Artan nüfustan dolayı, sürdürülebilir büyümenin sağlanması, Türkiye, Endonezya ve Hindistan gibi nüfusun arttığı ülkeler için hayati öneme sahip.

Türkiye Enerji Bakanlığı, 2035 yılına kadar yenilenebilir enerjiye 73 milyar dolar yatırım yapılacağını duyurdu. 3

Türkiye'nin jeopolitik konumu, coğrafi özellikleri ve Avrupa kurumlarının çoğuna üye olması, yenilenebilir enerji ve enerji verimliği sayesinde yeşil endüstriyel üretim alanında doğrudan yabancı yatırımları çekebilmesi bakımından olumlu gelişmelerdir.

Ancak, Türkiye'nin çevre politikaları konusunda daha iyi ve farklı yapması gereken şeyler var.

Türkiye'nin mevcut çevre politikası, tek bir bakanlığın sorumluluğu altında olmayıp, birkaç bakanlık altında bölündü.

Örneğin, Ticaret Bakanlığı ve Dışişleri Bakanlığı'na bağlı AB Başkanlığı, AB Yeşil Mutabakatı ve Sınırda Karbon Düzenleme Mekanizması'na uyum konularından sorumlu.

İklim değişikliği, görünüşte Çevre, Şehircilik ve İklim Değişikliği Bakanlığı'nın önderliğinde olsa da çevresel etki değerlendirme raporlarını (Çevresel Etki Değerlendirmesi - ÇED) lisanslayan bakanlık olması sonucu da bu alanda önemli eleştirilere de maruz kalıyor.

Ne yazık ki İliç maden felaketi 4 gibi felaketler, ilgili bakanlıkların denetimlerine ve lisanslamalarına rağmen meydana geldi.

Bunun bir kısmı, çevre sorununun birkaç bakanlık arasında bölünmüş bulunmasından kaynaklanıyor olabilir; her biri, farklı misyonları önceliklendirirken, bazen çevreyi ikinci planda tutabiliyorlar.

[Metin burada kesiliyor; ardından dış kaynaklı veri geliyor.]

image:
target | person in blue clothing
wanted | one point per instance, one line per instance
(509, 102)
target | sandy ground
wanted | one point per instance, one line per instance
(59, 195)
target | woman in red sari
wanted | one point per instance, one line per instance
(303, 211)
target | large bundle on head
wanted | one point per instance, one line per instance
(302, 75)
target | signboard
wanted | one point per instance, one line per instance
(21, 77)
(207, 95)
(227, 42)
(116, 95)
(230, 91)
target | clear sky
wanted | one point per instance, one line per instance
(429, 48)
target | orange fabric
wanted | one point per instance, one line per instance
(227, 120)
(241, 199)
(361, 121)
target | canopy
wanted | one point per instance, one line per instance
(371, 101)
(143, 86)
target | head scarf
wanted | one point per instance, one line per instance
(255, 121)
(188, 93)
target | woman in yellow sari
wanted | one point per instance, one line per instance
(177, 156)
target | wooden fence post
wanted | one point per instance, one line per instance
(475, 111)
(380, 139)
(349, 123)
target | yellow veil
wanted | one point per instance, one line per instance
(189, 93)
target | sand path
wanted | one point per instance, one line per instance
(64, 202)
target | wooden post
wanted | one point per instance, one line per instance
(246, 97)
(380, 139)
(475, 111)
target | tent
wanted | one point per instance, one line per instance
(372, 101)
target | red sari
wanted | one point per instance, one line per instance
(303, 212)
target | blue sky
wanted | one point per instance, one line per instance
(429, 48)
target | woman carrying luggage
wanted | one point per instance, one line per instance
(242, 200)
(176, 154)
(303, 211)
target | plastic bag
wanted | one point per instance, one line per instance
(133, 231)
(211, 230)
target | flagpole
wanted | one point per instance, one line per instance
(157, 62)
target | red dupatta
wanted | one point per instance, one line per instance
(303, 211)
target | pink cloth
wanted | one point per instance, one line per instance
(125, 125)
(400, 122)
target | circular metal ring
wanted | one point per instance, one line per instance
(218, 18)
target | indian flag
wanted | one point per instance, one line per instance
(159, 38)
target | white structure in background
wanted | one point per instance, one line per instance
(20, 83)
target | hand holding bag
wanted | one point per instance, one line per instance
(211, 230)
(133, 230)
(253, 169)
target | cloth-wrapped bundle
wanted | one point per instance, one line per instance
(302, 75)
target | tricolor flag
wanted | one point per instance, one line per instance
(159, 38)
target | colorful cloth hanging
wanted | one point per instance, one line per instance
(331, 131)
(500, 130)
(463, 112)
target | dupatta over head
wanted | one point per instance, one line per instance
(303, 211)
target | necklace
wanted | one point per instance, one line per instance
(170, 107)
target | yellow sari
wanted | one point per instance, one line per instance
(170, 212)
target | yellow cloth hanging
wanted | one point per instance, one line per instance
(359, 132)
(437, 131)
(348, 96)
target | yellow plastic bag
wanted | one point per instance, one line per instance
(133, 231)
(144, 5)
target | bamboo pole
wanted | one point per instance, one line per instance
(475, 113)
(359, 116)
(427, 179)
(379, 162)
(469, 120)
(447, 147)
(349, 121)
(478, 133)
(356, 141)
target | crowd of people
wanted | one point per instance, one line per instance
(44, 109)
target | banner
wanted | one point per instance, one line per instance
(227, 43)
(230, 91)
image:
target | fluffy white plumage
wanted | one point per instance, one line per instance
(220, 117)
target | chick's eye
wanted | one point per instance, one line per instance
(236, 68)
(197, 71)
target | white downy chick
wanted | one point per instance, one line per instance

Çevreyi geliştirmek için ortak bir politika ihtiyacı varken, Çevre, Şehircilik ve İklim Değişikliği Bakanlığı önderliğinde yeşil enerji geliştirme ihtiyacı var, ancak çoğu zaman kentler, konutların yapımı (Toplu Konut, TOKİ gibi) öncelikte olup, çevre meselelerinden daha ön planda tutuyor.

Tarım ve Orman Bakanlığı da tarım ve su koruma sorumluluğa sahip; aynı zamanda ormanları yangınlara karşı korur, ancak her iki sorumluluk da Çevre, Şehircilik ve İklim Değişikliği Bakanlığı ile Enerji ve Tabii Kaynaklar Bakanlığı ile güçlü koordinasyon gerektiren meselelerdir.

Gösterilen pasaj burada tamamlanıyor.